Das sind die wichtigsten Entscheide und Infos der GZO-Gläubigerversammlung
Sachwalter bleiben
Die Gläubiger des GZO Spitals Wetzikon hatten an einer Versammlung die Möglichkeit, den weiteren Verlauf der Spitalrettung zu beeinflussen. Wir fassen die wichtigsten Punkte zusammen.
Darum ging es
Am 8. September fand im Stadthofsaal in Uster die Gläubigerversammlung des GZO Spitals Wetzikon statt. Diese ist gesetzlich vorgeschrieben, weil sich das Spital seit Dezember 2024 in der definitiven Nachlassstundung befindet. Erst ging das GZO letztes Jahr in die provisorische Nachlassstundung über, weil es eine Anleihe über 170 Millionen Franken nicht zurückzahlen konnte. Seither arbeiten die Spitalverantwortlichen an einem Rettungsplan.
>> Lesen Sie hier, was bisher in der Wetziker Spitalkrise passiert ist.
Die Versammlung diente nun dazu, die Gläubiger über den aktuellen Stand des Nachlassverfahrens und das Sanierungskonzept zu informieren. Zudem konnten die Gläubiger erstmals massgebend Einfluss auf den weiteren Verlauf nehmen. So war einerseits die Absetzung der bisherigen Sachwalter traktandiert – was bereits im Vorfeld heiss diskutiert worden war. Brigitte Umbach-Spahn und Stephan Kesselbach von der Kanzlei Wenger Plattner betreuen die Ausarbeitung der Rettungspläne und beaufsichtigen zudem den Spitalbetrieb. Andererseits stand die Wahl eines Gläubigerausschusses zur Debatte.
Anwesend oder vertreten waren über 500 Gläubiger, darunter je ein Stimmrechtsvertreter des GZO und des Investmentfonds Clearway Capital. Gewählt wurde nach gesetzlicher Vorgabe pro Kopf und nicht nach vertretenem Kapital.
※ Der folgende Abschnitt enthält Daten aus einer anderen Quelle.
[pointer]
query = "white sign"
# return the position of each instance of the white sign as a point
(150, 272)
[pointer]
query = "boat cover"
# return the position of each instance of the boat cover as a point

Darüber informierten die Sachwalter
Mitte Juni war klar geworden, dass das Bezirksgericht Hinwil dem Spital ein weiteres Jahr einräumt, um die Sanierung weiterzuverfolgen. Die Gründe für diesen Entscheid erläuterten die Sachwalter Brigitte Umbach-Spahn und Stephan Kesselbach.
Gründe der Verlängerung
Das Spital ist nach wie überschuldet. Zudem ist aus Sicht der Sachwalter sowie des Gerichts das bestehende Sanierungskonzept dafür geeignet, eine nachhaltige finanzielle Sanierung zu erreichen. Ein Konkurs wird die Gläubiger hingegen schlechterstellen. Diesen wollte der Investmentfonds Clearway Capital gar gerichtlich erzwingen, wurde vom Gericht jedoch abgewiesen.
Der operative Betrieb, der von den Sachwaltern beaufsichtigt wird, trägt sich selbst und wird stark reguliert fortgeführt. Das sei auch eine der wesentlichen Herausforderungen dieser Nachlassstundung. «Den Spitalbetrieb weiterhin sicherzustellen, ist weiterhin zentral», sagte Umbach-Spahn. Aus ihrer Sicht gefährdet dies keineswegs die Interessen der Gläubiger.
Damit die angestrebte Sanierung gelingen kann, ist der Beitrag der Eigentümer – sprich der zwölf Aktionärsgemeinden – entscheidend. Der politische Prozess braucht jedoch viel Zeit, neun Gemeinden werden erst Ende November über die Aktienkapitalerhöhung befinden. Insgesamt sollen durch alle Beiträge 50 Millionen Franken zusammenkommen. Auch deshalb wurde die definitive Nachlassstundung verlängert. Die Zeit soll dafür genutzt werden, das Sanierungskonzept zu optimieren, weiterzuentwickeln und zu schärfen.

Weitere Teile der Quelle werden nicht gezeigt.